AIC’s 40th Annual Meeting – Objects Luncheon: “So Far Away From Me? Conservation and Archaeology” by Suzanne Davis and Claudia Chemello

In the second talk during the OSG luncheon, Suzanne Davis and Claudia Chemello explored the question “are archaeologists and conservators so far away from each other?”, inspired by the sentiment of the Dire Straits song “So Far Away”. Their talk was illustrated with historic photographs of archaeologists working in Tunisia, Egypt and Turkey in the 1920s, from the collection at the Kelsey Museum of Archaeology at the University of Michigan.

As a follow-up to last year’s annual meeting presentation, which summarized the responses of a survey of archaeological conservators, this year Suzanne and Claudia presented the results of a 2011 survey of archaeological dig directors working primarily in the US. The purpose of the survey was to examine how archaeologists are engaging with conservators,  to gain an understanding of conservation needs from an archaeologist’s perspective, and to identify areas for outreach and education.

They made the survey using the online survey tool Qualtrics and after wide distribution, received a whopping 346 responses.

They plan to publish the complete results of the survey, but in their presentation, they summarized a lot of the data, such as:

  • Half of the respondents are employed in an academic environment and half are employed in non-academic organizations.
  • 41% have employed conservators in their projects. The 59% who have not said that it was due to lack of funding.
  • Most respondents spent between 1-30% of their budget on conservation, and the most frequent amount spent was $10,000/season.
  • 55% said that conservation is expensive or prohibitively expensive.
  • Of those who have employed conservators, 38% have not received conservation reports, which corresponds with the 25% of archaeological conservators surveyed who do not write conservation reports for the sites they work on.
  • 74% have never heard of AIC.
  • 13% have used AIC resources.

Suzanne Davis broke up their presentation of this data by leading the audience in singing a few verses of Dire Straits- So Far Away.

In general, the archaeologists’ responses showed that there is a confusion between the terms “curator” and “conservator”, and they expressed that they feel that many conservators don’t have sufficient field training, nor do they understand archaeological research goals but that they feel that conservation is a necessary expense for archaeological projects.

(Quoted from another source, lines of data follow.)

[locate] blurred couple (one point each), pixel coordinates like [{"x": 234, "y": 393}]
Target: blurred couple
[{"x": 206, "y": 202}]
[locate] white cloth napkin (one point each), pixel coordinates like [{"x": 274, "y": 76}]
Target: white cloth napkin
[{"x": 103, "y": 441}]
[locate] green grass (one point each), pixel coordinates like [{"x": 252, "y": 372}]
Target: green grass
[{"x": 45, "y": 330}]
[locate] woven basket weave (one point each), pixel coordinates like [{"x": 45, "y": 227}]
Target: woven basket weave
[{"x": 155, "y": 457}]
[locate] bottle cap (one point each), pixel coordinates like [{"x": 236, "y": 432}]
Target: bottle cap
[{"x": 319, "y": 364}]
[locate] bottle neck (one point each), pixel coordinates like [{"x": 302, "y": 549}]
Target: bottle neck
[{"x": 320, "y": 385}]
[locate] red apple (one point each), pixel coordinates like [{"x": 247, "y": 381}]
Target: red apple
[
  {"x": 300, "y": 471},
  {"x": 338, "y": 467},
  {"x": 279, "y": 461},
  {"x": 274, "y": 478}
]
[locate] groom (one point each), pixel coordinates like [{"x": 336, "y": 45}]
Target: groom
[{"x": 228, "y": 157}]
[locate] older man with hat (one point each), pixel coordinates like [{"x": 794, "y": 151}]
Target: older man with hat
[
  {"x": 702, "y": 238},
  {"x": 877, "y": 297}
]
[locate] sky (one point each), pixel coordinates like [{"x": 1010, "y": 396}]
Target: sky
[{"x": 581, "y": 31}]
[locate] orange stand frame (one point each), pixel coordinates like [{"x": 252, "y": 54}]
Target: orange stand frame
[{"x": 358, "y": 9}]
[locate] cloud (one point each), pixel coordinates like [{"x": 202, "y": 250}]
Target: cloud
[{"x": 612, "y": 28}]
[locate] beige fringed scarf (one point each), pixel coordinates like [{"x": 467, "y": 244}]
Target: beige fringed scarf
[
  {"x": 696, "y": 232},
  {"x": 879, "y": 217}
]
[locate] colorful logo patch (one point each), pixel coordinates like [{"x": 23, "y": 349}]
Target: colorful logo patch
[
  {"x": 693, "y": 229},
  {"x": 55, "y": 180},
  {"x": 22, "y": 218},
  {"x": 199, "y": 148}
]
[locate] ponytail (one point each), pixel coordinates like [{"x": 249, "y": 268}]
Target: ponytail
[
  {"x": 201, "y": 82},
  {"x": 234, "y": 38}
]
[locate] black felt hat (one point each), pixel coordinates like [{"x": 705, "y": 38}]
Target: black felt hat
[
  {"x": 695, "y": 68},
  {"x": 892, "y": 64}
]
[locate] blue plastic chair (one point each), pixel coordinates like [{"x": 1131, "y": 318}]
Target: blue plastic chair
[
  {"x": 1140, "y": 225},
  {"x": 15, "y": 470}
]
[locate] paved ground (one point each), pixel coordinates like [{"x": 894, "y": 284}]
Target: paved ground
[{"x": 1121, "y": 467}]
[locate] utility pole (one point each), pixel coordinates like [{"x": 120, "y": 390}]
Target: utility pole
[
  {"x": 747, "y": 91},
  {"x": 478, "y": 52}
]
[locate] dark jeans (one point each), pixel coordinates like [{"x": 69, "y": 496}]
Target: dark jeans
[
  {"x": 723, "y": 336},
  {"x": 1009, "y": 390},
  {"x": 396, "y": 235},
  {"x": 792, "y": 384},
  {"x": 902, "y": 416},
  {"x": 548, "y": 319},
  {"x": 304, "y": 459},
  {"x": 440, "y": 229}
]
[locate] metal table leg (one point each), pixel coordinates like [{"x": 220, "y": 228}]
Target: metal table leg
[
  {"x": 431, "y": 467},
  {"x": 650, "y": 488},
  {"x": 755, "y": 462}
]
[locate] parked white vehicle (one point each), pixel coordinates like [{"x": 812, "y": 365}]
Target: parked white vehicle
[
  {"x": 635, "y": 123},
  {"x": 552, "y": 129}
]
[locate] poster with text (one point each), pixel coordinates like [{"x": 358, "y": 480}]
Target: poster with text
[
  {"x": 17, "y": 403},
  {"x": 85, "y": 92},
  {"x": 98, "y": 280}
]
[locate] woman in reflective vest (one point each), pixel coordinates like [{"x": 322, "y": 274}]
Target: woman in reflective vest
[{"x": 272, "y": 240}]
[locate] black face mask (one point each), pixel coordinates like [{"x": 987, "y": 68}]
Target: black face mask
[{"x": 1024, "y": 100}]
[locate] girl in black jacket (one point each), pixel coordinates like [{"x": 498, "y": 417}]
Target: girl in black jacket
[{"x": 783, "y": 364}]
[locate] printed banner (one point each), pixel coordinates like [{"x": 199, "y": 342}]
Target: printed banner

Based on this survey, what do Suzanne and Claudia recommend? In essence, they said, to paraphrase Mark Knopfler, lead singer of Dire Straits, “we need to stop making love over the phone.” They said that while conservators and archaeologists are not so far away from each other, conservators need to work on increased and sustained outreach to archaeologists and to develop more resources for the AIC website or on the AIC WIKI specific to archaeology, particularly regarding funding sources and site preservation. They also indicated a need to improve education to further integrate archaeological and conservation research.

We think that the results of this survey are so interesting and help to provide hard data on topics that are often speculated on by archaeological conservators. We hope that Suzanne and Claudia are able to publish the entire results of the survey and we look forward to hearing more about efforts to improve the relationship between conservation and archaeology, and to contributing to this effort as much as possible.